Dessie rushed through the diner to the restroom, her head down. There were still some motorcycle club people in booths finishing their lunches. Had she been loud? She’d experienced a spectacular orgasm, and she was fairly certain she’d cried out. Possibly noisily. The man of her dreams was even better in person. Although her dream hero would’ve believed her when she told him the truth.

Garrett most certainly had not.

She pushed open the door and hurried to make use of the stall, trying to fix her panties as best she could. Then she moved to the sink and stopped short. Her eyes were deeper than usual, her mouth rosy and swollen, and her hair a wild mess of curls. She looked the way she felt—like she’d just had an incredible orgasm. As if she were truly the captain of her own soul, as she’d read in “Invictus.” Her romance books had not described the sensation well at all. It was so much more than she could’ve imagined. High color, close to a candy red, splashed across her cheekbones.

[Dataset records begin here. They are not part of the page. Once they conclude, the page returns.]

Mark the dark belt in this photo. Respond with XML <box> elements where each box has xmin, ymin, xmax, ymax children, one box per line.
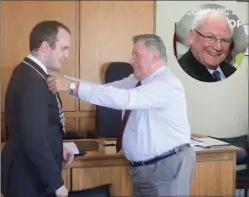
<box><xmin>129</xmin><ymin>144</ymin><xmax>191</xmax><ymax>167</ymax></box>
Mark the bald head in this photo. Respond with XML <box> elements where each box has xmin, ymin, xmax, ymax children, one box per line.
<box><xmin>192</xmin><ymin>9</ymin><xmax>233</xmax><ymax>35</ymax></box>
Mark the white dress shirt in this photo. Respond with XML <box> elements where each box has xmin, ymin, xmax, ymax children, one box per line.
<box><xmin>74</xmin><ymin>67</ymin><xmax>191</xmax><ymax>161</ymax></box>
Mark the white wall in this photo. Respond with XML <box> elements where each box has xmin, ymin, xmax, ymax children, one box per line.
<box><xmin>156</xmin><ymin>1</ymin><xmax>248</xmax><ymax>137</ymax></box>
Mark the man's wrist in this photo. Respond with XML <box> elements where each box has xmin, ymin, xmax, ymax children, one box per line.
<box><xmin>69</xmin><ymin>81</ymin><xmax>80</xmax><ymax>97</ymax></box>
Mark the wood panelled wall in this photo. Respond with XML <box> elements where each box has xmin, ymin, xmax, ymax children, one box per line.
<box><xmin>1</xmin><ymin>1</ymin><xmax>155</xmax><ymax>141</ymax></box>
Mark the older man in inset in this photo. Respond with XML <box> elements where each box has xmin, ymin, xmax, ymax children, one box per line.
<box><xmin>178</xmin><ymin>9</ymin><xmax>236</xmax><ymax>82</ymax></box>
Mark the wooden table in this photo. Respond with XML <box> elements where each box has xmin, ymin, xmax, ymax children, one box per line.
<box><xmin>0</xmin><ymin>140</ymin><xmax>240</xmax><ymax>196</ymax></box>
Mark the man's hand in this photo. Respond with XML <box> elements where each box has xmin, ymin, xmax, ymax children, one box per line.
<box><xmin>55</xmin><ymin>185</ymin><xmax>68</xmax><ymax>197</ymax></box>
<box><xmin>47</xmin><ymin>71</ymin><xmax>71</xmax><ymax>93</ymax></box>
<box><xmin>63</xmin><ymin>147</ymin><xmax>74</xmax><ymax>164</ymax></box>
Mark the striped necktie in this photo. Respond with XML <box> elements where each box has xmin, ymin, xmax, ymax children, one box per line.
<box><xmin>116</xmin><ymin>81</ymin><xmax>142</xmax><ymax>153</ymax></box>
<box><xmin>213</xmin><ymin>70</ymin><xmax>221</xmax><ymax>81</ymax></box>
<box><xmin>55</xmin><ymin>93</ymin><xmax>66</xmax><ymax>133</ymax></box>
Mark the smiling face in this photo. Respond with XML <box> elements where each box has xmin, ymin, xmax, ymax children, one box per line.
<box><xmin>46</xmin><ymin>28</ymin><xmax>70</xmax><ymax>70</ymax></box>
<box><xmin>189</xmin><ymin>17</ymin><xmax>232</xmax><ymax>68</ymax></box>
<box><xmin>130</xmin><ymin>40</ymin><xmax>159</xmax><ymax>80</ymax></box>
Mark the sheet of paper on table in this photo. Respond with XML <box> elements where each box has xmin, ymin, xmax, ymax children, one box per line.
<box><xmin>63</xmin><ymin>142</ymin><xmax>79</xmax><ymax>155</ymax></box>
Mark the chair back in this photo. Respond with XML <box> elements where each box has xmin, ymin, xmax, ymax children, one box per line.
<box><xmin>212</xmin><ymin>135</ymin><xmax>248</xmax><ymax>165</ymax></box>
<box><xmin>95</xmin><ymin>62</ymin><xmax>133</xmax><ymax>138</ymax></box>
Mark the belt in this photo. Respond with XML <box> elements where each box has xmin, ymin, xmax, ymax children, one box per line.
<box><xmin>129</xmin><ymin>144</ymin><xmax>191</xmax><ymax>167</ymax></box>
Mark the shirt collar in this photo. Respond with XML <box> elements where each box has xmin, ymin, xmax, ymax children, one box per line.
<box><xmin>207</xmin><ymin>67</ymin><xmax>222</xmax><ymax>74</ymax></box>
<box><xmin>141</xmin><ymin>66</ymin><xmax>166</xmax><ymax>84</ymax></box>
<box><xmin>28</xmin><ymin>54</ymin><xmax>48</xmax><ymax>74</ymax></box>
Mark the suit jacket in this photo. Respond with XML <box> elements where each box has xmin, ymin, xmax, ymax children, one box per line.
<box><xmin>1</xmin><ymin>58</ymin><xmax>64</xmax><ymax>197</ymax></box>
<box><xmin>178</xmin><ymin>50</ymin><xmax>236</xmax><ymax>82</ymax></box>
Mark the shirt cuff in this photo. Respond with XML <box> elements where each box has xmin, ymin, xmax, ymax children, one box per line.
<box><xmin>78</xmin><ymin>81</ymin><xmax>95</xmax><ymax>101</ymax></box>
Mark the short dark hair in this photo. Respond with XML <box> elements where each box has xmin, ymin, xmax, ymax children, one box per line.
<box><xmin>132</xmin><ymin>34</ymin><xmax>167</xmax><ymax>61</ymax></box>
<box><xmin>29</xmin><ymin>21</ymin><xmax>70</xmax><ymax>52</ymax></box>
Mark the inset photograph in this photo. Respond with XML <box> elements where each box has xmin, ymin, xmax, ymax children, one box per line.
<box><xmin>173</xmin><ymin>4</ymin><xmax>248</xmax><ymax>82</ymax></box>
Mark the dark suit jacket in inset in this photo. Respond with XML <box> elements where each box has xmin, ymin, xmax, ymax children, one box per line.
<box><xmin>178</xmin><ymin>50</ymin><xmax>236</xmax><ymax>82</ymax></box>
<box><xmin>1</xmin><ymin>58</ymin><xmax>64</xmax><ymax>197</ymax></box>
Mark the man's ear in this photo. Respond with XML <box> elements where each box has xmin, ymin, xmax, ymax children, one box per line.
<box><xmin>188</xmin><ymin>30</ymin><xmax>195</xmax><ymax>46</ymax></box>
<box><xmin>152</xmin><ymin>51</ymin><xmax>160</xmax><ymax>62</ymax></box>
<box><xmin>40</xmin><ymin>41</ymin><xmax>51</xmax><ymax>53</ymax></box>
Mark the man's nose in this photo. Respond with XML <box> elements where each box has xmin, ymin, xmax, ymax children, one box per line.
<box><xmin>213</xmin><ymin>39</ymin><xmax>223</xmax><ymax>51</ymax></box>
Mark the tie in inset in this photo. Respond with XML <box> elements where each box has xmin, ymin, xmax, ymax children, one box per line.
<box><xmin>213</xmin><ymin>70</ymin><xmax>221</xmax><ymax>81</ymax></box>
<box><xmin>116</xmin><ymin>81</ymin><xmax>142</xmax><ymax>153</ymax></box>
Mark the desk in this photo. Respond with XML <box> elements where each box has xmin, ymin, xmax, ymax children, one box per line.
<box><xmin>1</xmin><ymin>140</ymin><xmax>240</xmax><ymax>196</ymax></box>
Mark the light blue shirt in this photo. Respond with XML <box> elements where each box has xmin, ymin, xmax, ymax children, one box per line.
<box><xmin>68</xmin><ymin>67</ymin><xmax>191</xmax><ymax>161</ymax></box>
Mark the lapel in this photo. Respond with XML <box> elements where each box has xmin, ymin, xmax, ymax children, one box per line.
<box><xmin>23</xmin><ymin>57</ymin><xmax>48</xmax><ymax>79</ymax></box>
<box><xmin>23</xmin><ymin>57</ymin><xmax>62</xmax><ymax>105</ymax></box>
<box><xmin>186</xmin><ymin>50</ymin><xmax>215</xmax><ymax>82</ymax></box>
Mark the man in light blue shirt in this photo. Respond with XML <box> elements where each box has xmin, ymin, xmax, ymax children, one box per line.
<box><xmin>47</xmin><ymin>34</ymin><xmax>196</xmax><ymax>196</ymax></box>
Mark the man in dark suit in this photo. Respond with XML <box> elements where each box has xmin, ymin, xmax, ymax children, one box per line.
<box><xmin>178</xmin><ymin>9</ymin><xmax>236</xmax><ymax>82</ymax></box>
<box><xmin>1</xmin><ymin>21</ymin><xmax>73</xmax><ymax>197</ymax></box>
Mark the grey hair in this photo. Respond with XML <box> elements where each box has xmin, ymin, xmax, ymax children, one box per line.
<box><xmin>192</xmin><ymin>8</ymin><xmax>233</xmax><ymax>35</ymax></box>
<box><xmin>132</xmin><ymin>34</ymin><xmax>167</xmax><ymax>62</ymax></box>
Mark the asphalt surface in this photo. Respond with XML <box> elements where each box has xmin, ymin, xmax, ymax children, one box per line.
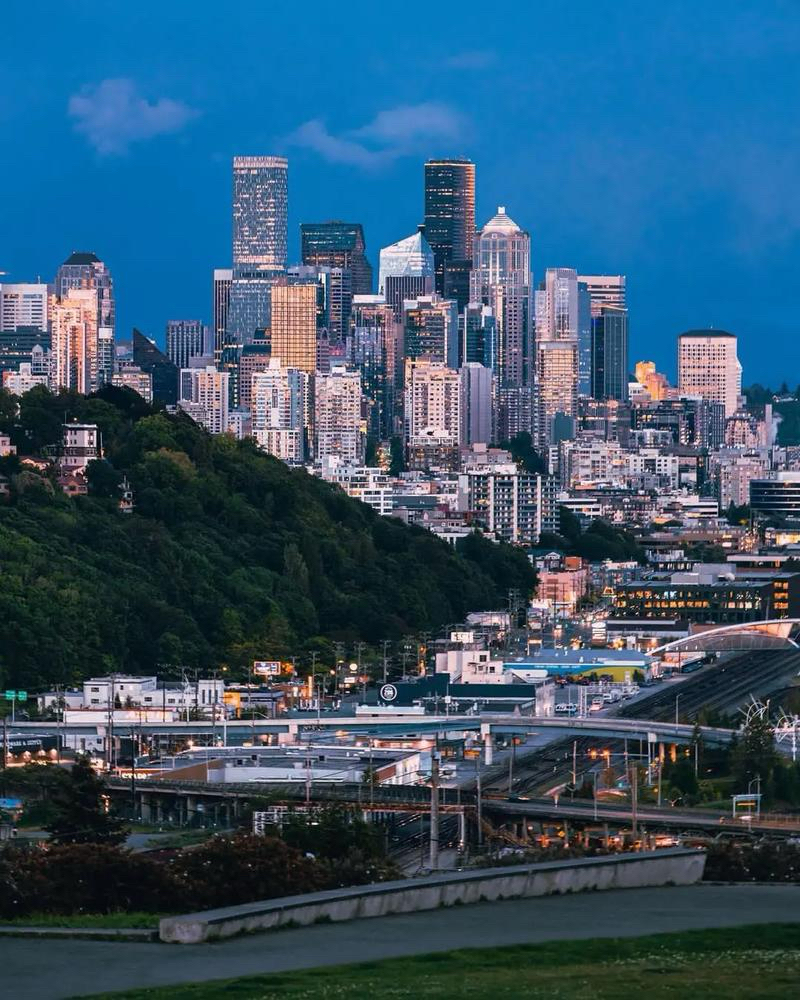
<box><xmin>0</xmin><ymin>885</ymin><xmax>800</xmax><ymax>1000</ymax></box>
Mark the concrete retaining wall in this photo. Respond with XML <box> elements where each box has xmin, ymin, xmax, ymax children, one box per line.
<box><xmin>159</xmin><ymin>847</ymin><xmax>706</xmax><ymax>944</ymax></box>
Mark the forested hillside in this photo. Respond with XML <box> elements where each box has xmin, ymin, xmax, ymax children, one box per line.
<box><xmin>0</xmin><ymin>388</ymin><xmax>534</xmax><ymax>689</ymax></box>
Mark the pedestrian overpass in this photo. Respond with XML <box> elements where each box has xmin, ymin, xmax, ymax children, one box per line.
<box><xmin>652</xmin><ymin>618</ymin><xmax>800</xmax><ymax>655</ymax></box>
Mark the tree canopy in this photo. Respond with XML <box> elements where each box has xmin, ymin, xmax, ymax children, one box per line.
<box><xmin>0</xmin><ymin>387</ymin><xmax>535</xmax><ymax>690</ymax></box>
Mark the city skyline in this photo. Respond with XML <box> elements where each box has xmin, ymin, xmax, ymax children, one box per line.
<box><xmin>0</xmin><ymin>3</ymin><xmax>800</xmax><ymax>383</ymax></box>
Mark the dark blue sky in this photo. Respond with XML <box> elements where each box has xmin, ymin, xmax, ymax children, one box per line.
<box><xmin>0</xmin><ymin>0</ymin><xmax>800</xmax><ymax>383</ymax></box>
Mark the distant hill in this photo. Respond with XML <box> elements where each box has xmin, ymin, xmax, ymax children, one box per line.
<box><xmin>0</xmin><ymin>387</ymin><xmax>535</xmax><ymax>690</ymax></box>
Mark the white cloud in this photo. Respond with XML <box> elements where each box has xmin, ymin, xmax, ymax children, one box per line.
<box><xmin>444</xmin><ymin>49</ymin><xmax>497</xmax><ymax>69</ymax></box>
<box><xmin>286</xmin><ymin>101</ymin><xmax>467</xmax><ymax>168</ymax></box>
<box><xmin>67</xmin><ymin>77</ymin><xmax>198</xmax><ymax>156</ymax></box>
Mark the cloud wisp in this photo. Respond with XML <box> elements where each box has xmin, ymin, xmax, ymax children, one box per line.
<box><xmin>286</xmin><ymin>101</ymin><xmax>467</xmax><ymax>169</ymax></box>
<box><xmin>444</xmin><ymin>49</ymin><xmax>497</xmax><ymax>69</ymax></box>
<box><xmin>67</xmin><ymin>77</ymin><xmax>198</xmax><ymax>156</ymax></box>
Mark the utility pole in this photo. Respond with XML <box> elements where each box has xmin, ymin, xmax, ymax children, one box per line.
<box><xmin>429</xmin><ymin>733</ymin><xmax>439</xmax><ymax>871</ymax></box>
<box><xmin>383</xmin><ymin>639</ymin><xmax>390</xmax><ymax>684</ymax></box>
<box><xmin>475</xmin><ymin>750</ymin><xmax>483</xmax><ymax>847</ymax></box>
<box><xmin>131</xmin><ymin>726</ymin><xmax>136</xmax><ymax>822</ymax></box>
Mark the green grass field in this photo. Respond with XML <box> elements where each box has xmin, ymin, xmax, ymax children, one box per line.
<box><xmin>76</xmin><ymin>924</ymin><xmax>800</xmax><ymax>1000</ymax></box>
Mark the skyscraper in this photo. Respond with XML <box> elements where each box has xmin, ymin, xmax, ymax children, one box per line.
<box><xmin>404</xmin><ymin>358</ymin><xmax>462</xmax><ymax>470</ymax></box>
<box><xmin>536</xmin><ymin>267</ymin><xmax>579</xmax><ymax>447</ymax></box>
<box><xmin>678</xmin><ymin>330</ymin><xmax>742</xmax><ymax>417</ymax></box>
<box><xmin>167</xmin><ymin>319</ymin><xmax>211</xmax><ymax>368</ymax></box>
<box><xmin>300</xmin><ymin>220</ymin><xmax>372</xmax><ymax>295</ymax></box>
<box><xmin>133</xmin><ymin>327</ymin><xmax>178</xmax><ymax>406</ymax></box>
<box><xmin>345</xmin><ymin>295</ymin><xmax>402</xmax><ymax>440</ymax></box>
<box><xmin>226</xmin><ymin>156</ymin><xmax>289</xmax><ymax>346</ymax></box>
<box><xmin>591</xmin><ymin>306</ymin><xmax>628</xmax><ymax>400</ymax></box>
<box><xmin>314</xmin><ymin>365</ymin><xmax>366</xmax><ymax>465</ymax></box>
<box><xmin>54</xmin><ymin>251</ymin><xmax>115</xmax><ymax>391</ymax></box>
<box><xmin>425</xmin><ymin>159</ymin><xmax>475</xmax><ymax>309</ymax></box>
<box><xmin>252</xmin><ymin>358</ymin><xmax>311</xmax><ymax>464</ymax></box>
<box><xmin>470</xmin><ymin>206</ymin><xmax>533</xmax><ymax>386</ymax></box>
<box><xmin>403</xmin><ymin>294</ymin><xmax>458</xmax><ymax>368</ymax></box>
<box><xmin>50</xmin><ymin>288</ymin><xmax>100</xmax><ymax>393</ymax></box>
<box><xmin>378</xmin><ymin>231</ymin><xmax>434</xmax><ymax>323</ymax></box>
<box><xmin>178</xmin><ymin>365</ymin><xmax>229</xmax><ymax>434</ymax></box>
<box><xmin>271</xmin><ymin>281</ymin><xmax>319</xmax><ymax>373</ymax></box>
<box><xmin>233</xmin><ymin>156</ymin><xmax>289</xmax><ymax>272</ymax></box>
<box><xmin>212</xmin><ymin>267</ymin><xmax>233</xmax><ymax>364</ymax></box>
<box><xmin>578</xmin><ymin>274</ymin><xmax>627</xmax><ymax>316</ymax></box>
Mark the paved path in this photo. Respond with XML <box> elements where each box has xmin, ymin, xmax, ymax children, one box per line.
<box><xmin>0</xmin><ymin>885</ymin><xmax>800</xmax><ymax>1000</ymax></box>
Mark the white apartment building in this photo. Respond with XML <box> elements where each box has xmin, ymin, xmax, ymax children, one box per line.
<box><xmin>250</xmin><ymin>358</ymin><xmax>313</xmax><ymax>464</ymax></box>
<box><xmin>405</xmin><ymin>358</ymin><xmax>462</xmax><ymax>449</ymax></box>
<box><xmin>458</xmin><ymin>462</ymin><xmax>542</xmax><ymax>545</ymax></box>
<box><xmin>678</xmin><ymin>330</ymin><xmax>742</xmax><ymax>417</ymax></box>
<box><xmin>3</xmin><ymin>361</ymin><xmax>48</xmax><ymax>396</ymax></box>
<box><xmin>314</xmin><ymin>365</ymin><xmax>366</xmax><ymax>465</ymax></box>
<box><xmin>178</xmin><ymin>365</ymin><xmax>230</xmax><ymax>434</ymax></box>
<box><xmin>0</xmin><ymin>282</ymin><xmax>49</xmax><ymax>333</ymax></box>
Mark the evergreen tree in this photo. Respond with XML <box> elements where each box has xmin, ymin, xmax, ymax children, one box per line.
<box><xmin>731</xmin><ymin>712</ymin><xmax>778</xmax><ymax>792</ymax></box>
<box><xmin>47</xmin><ymin>757</ymin><xmax>125</xmax><ymax>844</ymax></box>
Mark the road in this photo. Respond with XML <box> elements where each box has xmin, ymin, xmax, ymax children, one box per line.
<box><xmin>0</xmin><ymin>885</ymin><xmax>800</xmax><ymax>1000</ymax></box>
<box><xmin>483</xmin><ymin>796</ymin><xmax>800</xmax><ymax>837</ymax></box>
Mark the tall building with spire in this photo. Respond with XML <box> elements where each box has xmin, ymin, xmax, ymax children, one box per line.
<box><xmin>678</xmin><ymin>329</ymin><xmax>742</xmax><ymax>417</ymax></box>
<box><xmin>425</xmin><ymin>159</ymin><xmax>475</xmax><ymax>309</ymax></box>
<box><xmin>54</xmin><ymin>251</ymin><xmax>116</xmax><ymax>392</ymax></box>
<box><xmin>378</xmin><ymin>230</ymin><xmax>435</xmax><ymax>323</ymax></box>
<box><xmin>223</xmin><ymin>156</ymin><xmax>289</xmax><ymax>348</ymax></box>
<box><xmin>300</xmin><ymin>220</ymin><xmax>372</xmax><ymax>295</ymax></box>
<box><xmin>536</xmin><ymin>267</ymin><xmax>580</xmax><ymax>447</ymax></box>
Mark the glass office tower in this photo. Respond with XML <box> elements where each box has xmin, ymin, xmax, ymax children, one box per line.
<box><xmin>425</xmin><ymin>159</ymin><xmax>475</xmax><ymax>309</ymax></box>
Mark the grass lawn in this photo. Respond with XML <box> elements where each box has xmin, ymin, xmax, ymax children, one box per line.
<box><xmin>76</xmin><ymin>924</ymin><xmax>800</xmax><ymax>1000</ymax></box>
<box><xmin>0</xmin><ymin>913</ymin><xmax>163</xmax><ymax>929</ymax></box>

Her legs shook, and she forced her knees to hold tight. Then she washed her hands and dried them with a paper towel. Now what was she going to do? She couldn’t exactly run away while he held her bag.

Just as she was about to exit, the door opened, and two men walked inside. They were rough-looking but young—maybe her age. Both were taller than she, and they hadn’t been sitting with the Grizzlies. “This is the ladies’ room,” she objected. Neither looked anything like the man she’d thought had been following her that week.

The guy on the left was blond with a goatee, and his belly fell over his belt. “But you’re no lady, are you?”